La vaquillona movediza intervino de nuevo:
--El patrón dijo el otro día: a los caballos con un
solo hilo se los contiene. ¿Y entonces?... ¿Ustedes no pasan?
--No, no pasamos,--repuso sencillamente el malacara,
convencido por la evidencia.
--¡Nosotras sí!
Al honrado malacara, sin embargo, se le ocurrió de
pronto que las vacas, atrevidas y astutas, impenitentes invasoras de chacras y
del Código Rural, tampoco pasaban la tranquera.
--Esta tranquera es mala,--objetó la vieja
madre.--¡El sí! Corre los palos con los cuernos.

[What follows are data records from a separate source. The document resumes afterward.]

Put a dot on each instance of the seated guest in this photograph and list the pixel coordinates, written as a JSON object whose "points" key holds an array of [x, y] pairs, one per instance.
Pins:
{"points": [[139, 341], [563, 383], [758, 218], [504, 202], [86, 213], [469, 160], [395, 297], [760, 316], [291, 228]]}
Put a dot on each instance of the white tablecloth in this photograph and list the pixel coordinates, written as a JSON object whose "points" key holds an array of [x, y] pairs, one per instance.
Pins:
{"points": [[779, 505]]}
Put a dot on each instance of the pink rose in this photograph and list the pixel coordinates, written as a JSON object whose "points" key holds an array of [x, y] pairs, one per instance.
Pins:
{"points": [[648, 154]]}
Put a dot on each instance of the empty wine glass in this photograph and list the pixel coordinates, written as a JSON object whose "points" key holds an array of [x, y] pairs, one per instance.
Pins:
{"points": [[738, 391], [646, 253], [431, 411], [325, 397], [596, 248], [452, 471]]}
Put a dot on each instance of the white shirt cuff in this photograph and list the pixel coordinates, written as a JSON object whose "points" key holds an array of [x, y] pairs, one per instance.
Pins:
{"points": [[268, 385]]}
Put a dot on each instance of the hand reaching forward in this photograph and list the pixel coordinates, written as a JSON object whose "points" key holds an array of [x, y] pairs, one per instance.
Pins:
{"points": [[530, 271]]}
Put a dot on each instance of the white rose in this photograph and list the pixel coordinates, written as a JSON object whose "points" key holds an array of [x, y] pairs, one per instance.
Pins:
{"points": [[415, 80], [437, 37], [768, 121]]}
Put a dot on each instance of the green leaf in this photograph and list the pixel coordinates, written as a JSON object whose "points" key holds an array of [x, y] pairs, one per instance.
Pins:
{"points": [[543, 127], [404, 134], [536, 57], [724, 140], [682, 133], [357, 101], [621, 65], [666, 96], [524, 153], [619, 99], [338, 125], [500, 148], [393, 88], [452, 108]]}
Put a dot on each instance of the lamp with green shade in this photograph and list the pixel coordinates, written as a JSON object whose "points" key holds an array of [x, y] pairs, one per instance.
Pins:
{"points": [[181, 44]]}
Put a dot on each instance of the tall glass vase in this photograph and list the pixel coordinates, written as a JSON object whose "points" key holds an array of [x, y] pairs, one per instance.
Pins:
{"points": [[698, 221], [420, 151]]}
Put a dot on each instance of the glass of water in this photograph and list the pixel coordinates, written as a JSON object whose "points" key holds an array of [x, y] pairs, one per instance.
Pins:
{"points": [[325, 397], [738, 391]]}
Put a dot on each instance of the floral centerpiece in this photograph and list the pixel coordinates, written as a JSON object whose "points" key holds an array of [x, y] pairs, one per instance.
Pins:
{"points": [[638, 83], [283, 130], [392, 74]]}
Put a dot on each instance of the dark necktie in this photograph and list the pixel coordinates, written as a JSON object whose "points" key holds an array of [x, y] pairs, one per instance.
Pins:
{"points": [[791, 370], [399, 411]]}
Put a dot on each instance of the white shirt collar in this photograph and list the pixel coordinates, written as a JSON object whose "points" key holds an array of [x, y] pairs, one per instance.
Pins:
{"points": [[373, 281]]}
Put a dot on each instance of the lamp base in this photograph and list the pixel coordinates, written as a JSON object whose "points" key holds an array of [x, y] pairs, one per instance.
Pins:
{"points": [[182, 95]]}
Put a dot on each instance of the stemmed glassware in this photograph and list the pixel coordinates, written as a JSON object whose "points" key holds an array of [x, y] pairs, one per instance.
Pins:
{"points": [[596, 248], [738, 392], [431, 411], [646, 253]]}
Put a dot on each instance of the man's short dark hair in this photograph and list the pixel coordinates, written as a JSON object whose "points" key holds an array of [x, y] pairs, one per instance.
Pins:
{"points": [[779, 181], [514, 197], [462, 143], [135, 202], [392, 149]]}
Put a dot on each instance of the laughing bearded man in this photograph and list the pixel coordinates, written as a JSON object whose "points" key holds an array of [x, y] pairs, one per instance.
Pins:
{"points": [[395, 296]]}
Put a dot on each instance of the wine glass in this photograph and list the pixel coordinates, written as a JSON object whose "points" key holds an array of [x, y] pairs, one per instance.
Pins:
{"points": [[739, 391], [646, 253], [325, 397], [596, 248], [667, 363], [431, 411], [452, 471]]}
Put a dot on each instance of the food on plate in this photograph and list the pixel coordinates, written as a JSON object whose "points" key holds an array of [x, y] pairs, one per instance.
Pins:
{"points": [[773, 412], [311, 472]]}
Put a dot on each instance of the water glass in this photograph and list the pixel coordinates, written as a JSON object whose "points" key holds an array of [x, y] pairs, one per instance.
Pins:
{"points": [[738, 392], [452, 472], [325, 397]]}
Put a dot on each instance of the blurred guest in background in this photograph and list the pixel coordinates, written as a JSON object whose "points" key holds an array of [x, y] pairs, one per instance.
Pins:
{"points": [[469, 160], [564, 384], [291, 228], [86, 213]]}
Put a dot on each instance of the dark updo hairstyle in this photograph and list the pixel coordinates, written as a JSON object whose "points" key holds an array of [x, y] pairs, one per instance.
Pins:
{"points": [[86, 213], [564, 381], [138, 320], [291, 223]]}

--¿Quién?--preguntó el alazán.
Todas las vacas volvieron a él la cabeza con
sorpresa.
--¡El toro, Barigüí! El puede más que los alambrados
malos.
--¿Alambrados?... ¿Pasa?
--¡Todo! Alambre de púa también. Nosotras pasamos
después.
Los dos caballos, vueltos ya a su pacífica condición
de animales a que un solo hilo contiene, se sintieron ingenuamente deslumbrados
por aquel héroe capaz de afrontar el alambre de púa, la cosa más terrible que
puede hallar el deseo de pasar adelante.
De pronto las vacas se removieron mansamente: a
lento paso llegaba el toro. Y ante aquella chata y obstinada frente dirigida en
tranquila recta a la tranquera, los caballos comprendieron humildemente su inferioridad.
Las vacas se apartaron, y Barigüí, pasando el testuz
bajo una tranca, intentó hacerla correr a un lado.

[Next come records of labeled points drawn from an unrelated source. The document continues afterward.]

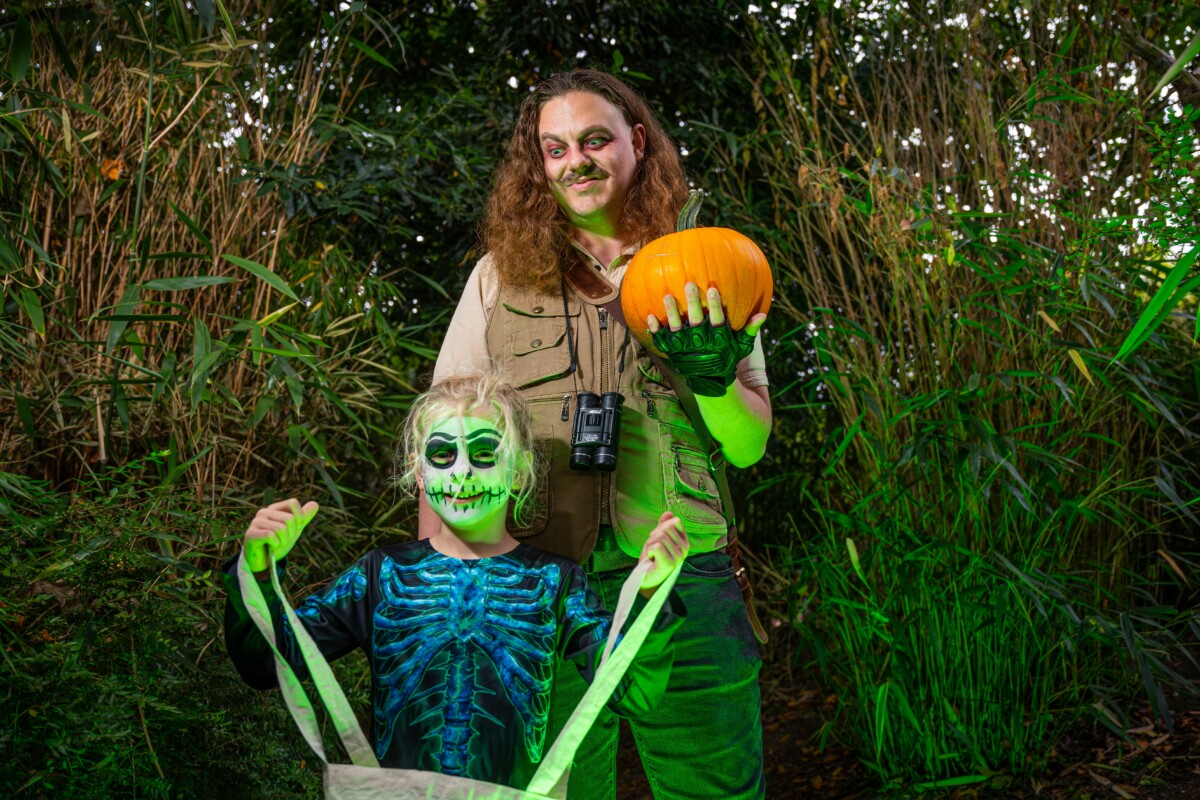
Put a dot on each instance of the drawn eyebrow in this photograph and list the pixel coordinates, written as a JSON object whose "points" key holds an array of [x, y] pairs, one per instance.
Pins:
{"points": [[585, 134]]}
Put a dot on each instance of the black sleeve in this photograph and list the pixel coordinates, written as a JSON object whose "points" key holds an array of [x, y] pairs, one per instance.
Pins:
{"points": [[586, 625], [336, 618]]}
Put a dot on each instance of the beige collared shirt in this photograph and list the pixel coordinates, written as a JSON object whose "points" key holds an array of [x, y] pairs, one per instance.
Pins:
{"points": [[465, 348]]}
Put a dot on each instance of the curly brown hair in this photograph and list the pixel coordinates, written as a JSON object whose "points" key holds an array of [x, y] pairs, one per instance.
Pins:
{"points": [[526, 232]]}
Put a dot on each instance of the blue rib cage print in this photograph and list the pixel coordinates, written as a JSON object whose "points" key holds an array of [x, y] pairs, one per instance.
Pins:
{"points": [[352, 583], [461, 617]]}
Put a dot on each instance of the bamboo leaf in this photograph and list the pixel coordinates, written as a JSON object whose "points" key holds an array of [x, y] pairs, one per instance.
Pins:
{"points": [[33, 306], [126, 306], [263, 274], [191, 226], [1049, 322], [208, 13], [1162, 301], [1079, 362], [853, 560], [181, 284], [202, 341], [1177, 67], [179, 469], [370, 52], [1169, 491], [845, 443], [275, 314], [19, 50]]}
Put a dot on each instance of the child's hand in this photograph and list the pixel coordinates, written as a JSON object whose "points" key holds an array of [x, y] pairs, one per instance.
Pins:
{"points": [[276, 527], [666, 546]]}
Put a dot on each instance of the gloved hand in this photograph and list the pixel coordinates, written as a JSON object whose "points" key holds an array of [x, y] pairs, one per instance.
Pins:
{"points": [[706, 356], [705, 350], [276, 527]]}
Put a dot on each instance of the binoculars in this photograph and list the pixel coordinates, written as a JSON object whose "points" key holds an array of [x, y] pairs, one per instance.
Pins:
{"points": [[595, 431]]}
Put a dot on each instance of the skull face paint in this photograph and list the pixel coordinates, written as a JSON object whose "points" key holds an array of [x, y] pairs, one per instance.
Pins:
{"points": [[465, 479]]}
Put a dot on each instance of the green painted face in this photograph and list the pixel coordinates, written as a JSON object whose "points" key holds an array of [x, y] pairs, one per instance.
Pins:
{"points": [[466, 481]]}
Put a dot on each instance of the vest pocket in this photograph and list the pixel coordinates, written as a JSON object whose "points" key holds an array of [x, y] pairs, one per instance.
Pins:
{"points": [[691, 491], [535, 342]]}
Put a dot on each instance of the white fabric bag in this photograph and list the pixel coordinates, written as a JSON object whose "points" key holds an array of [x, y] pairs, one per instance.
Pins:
{"points": [[365, 780]]}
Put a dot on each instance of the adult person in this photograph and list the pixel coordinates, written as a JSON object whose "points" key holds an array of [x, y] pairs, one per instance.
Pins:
{"points": [[588, 178]]}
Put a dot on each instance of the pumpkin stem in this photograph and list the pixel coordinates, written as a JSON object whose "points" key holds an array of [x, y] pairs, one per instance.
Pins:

Los caballos levantaron las orejas, admirados, pero
la tranca no corrió. Una tras otra, el toro probó sin resultado su esfuerzo inteligente:
el chacarero, dueño feliz de la plantación de avena, había asegurado la tarde
anterior los palos con cuñas.
El toro no intentó más. Volviéndose con pereza,
olfateó a lo lejos entrecerrando los ojos, y costeó luego el alambrado, con
ahogados mugidos sibilantes.
Desde la tranquera, los caballos y las vacas
miraban. En determinado lugar el toro pasó los cuernos bajo el alambre de púa,
tendiéndolo violentamente hacia arriba con el testuz, y la enorme bestia pasó arqueando
el lomo. En cuatro pasos más estuvo entre la avena, y las vacas se encaminaron
entonces allá, intentando a su vez pasar. Pero a las vacas falta evidentemente
la decisión masculina de permitir en la piel sangrientos rasguños, y apenas
introducían el cuello, lo retiraban presto con mareante cabeceo.
Los caballos miraban siempre.
--No pasan,--observó el malacara.
--El toro pasó,--repuso el alazán.--Come mucho.
Y la pareja se dirigía a su vez a costear el
alambrado por la fuerza de la costumbre, cuando un mugido, claro y berreante
ahora, llegó hasta ellos: dentro del avenal, el toro, con cabriolas de falso ataque,
bramaba ante el chacarero, que con un palo trataba de alcanzarlo.
--¡Añá!... Te voy a dar saltitos...--gritaba el
hombre. Barigüí, siempre danzando y berreando ante el hombre, esquivaba los
golpes.
Maniobraron así cincuenta metros, hasta que el
chacarero pudo forzar a la bestia contra el alambrado. Pero ésta, con la decisión
pesada y bruta de su fuerza, hundió la cabeza entre los hilos y pasó, bajo un agudo
violineo de alambres y de grampas lanzadas a veinte metros.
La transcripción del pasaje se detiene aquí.